The hypothesis and test cases described here present, for the first time, a comprehensive MSRI library database covering MSTs of GC–MS metabolite profiles from mammals, corynebacteriae and major plant species. It includes in total more than 2000 fully evaluated mass spectral data sets obtained using two distinct technology platforms with 1089 non-redundant and 360 identified MSTs. The database is designed to be continuously extended by additional accessory information as it becomes available. We demonstrated the use of this MSRI library to screen biological samples for known compounds and showed the appliance of the non-supervised library for screening samples for known or recently identified mass spectra.

This library is constantly being updated with every new biological sample and application run in-house. Because even slight changes in GC–MS settings, such as carrier flow, temperature ramp, and dimension/make of capillary columns, induce shifts in retention behaviour of substances, GC–MS systems need to be recalibrated after each change. As there is currently no solution – other than recalibration – addressing the problem of RI shifts using different GC–MS machines we would like to offer to the biological and metabolite profiling community to perform qualitative analysis of any biological sample using our currently running protocols.
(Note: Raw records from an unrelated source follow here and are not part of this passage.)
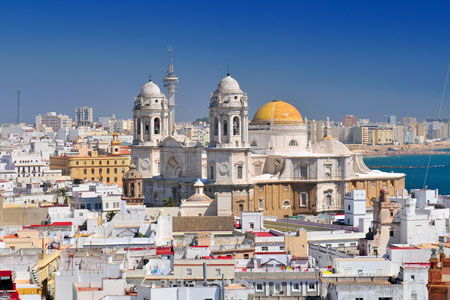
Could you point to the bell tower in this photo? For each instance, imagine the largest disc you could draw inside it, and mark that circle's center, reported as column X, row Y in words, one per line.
column 132, row 187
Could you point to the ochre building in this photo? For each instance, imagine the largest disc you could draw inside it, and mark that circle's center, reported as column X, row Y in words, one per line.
column 95, row 168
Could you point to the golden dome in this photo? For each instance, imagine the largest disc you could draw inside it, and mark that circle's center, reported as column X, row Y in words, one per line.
column 277, row 112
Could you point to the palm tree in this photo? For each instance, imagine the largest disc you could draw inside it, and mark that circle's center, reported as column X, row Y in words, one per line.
column 62, row 192
column 169, row 202
column 110, row 215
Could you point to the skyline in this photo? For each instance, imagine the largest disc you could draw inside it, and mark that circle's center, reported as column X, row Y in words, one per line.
column 324, row 58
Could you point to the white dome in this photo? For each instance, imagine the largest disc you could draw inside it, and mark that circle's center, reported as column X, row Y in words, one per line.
column 229, row 85
column 150, row 89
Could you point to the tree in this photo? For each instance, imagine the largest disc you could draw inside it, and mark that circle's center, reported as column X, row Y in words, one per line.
column 169, row 202
column 110, row 215
column 62, row 192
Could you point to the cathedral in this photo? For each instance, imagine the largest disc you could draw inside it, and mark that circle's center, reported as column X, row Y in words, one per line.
column 260, row 164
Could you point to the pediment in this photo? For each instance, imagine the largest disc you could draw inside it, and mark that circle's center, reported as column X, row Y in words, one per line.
column 170, row 142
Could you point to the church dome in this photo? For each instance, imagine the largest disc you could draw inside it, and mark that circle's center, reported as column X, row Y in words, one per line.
column 330, row 145
column 150, row 89
column 132, row 173
column 229, row 85
column 277, row 112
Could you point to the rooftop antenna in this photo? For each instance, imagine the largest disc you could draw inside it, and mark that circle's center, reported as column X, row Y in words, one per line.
column 439, row 118
column 18, row 106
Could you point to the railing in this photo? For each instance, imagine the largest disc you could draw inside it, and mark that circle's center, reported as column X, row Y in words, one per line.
column 321, row 225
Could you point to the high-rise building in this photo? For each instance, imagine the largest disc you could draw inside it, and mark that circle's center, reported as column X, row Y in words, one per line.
column 54, row 121
column 349, row 120
column 84, row 116
column 392, row 119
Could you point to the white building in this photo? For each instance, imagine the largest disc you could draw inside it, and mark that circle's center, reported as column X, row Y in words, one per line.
column 84, row 116
column 53, row 121
column 355, row 207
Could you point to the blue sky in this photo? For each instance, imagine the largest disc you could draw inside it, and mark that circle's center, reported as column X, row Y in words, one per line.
column 328, row 58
In addition to offering this service to the community, we believe that the data presented here demonstrate three general applications of such libraries, which will help to advance the field. (i) The composition of still non-characterized biological samples, for example blood plasma, or microbial extracts (data not shown) can be screened for identified constituents, and tentative best matching compounds. (ii) Occurrence of identified metabolites can be analysed in a large range of biological samples, such as different plant organs or species. For this purpose, we provide libraries comprising samples from tomato, related wild type species, and other Solanacea, collections of different organs of L. japonicus, A. thaliana, and preparations from microbial species. (iii) Subsequent analysis of samples on two different GC–MS systems facilitates transfer of identifications made on the first system to the second. We present data on identifications, which were made in-parallel on QUAD GC–MS and GC-TOF-MS systems in different laboratories worldwide. This is therefore the first validation that metabolite profiling, when carried out with appropriate care, can yield comparable results between laboratories. Given the number of independent laboratories involved in this study, we believe that it offers similar reassurance as provided to the microarray community by the multi-laboratory Affimetrix microbial gene expression study. We are convinced that the effort described here will be useful on several levels. Not only will it meet a recently expressed demand within the metabolomics community [13, 24], which was already apparent in earliest metabolomics applications in clinical diagnostics [25], but it will also aid laboratories entering the field of metabolomics.

Acknowledgement

We thank Jim Vale and co-workers at the IGER Research Farm at Bronydd Mawr for the kind provision of sheep blood samples.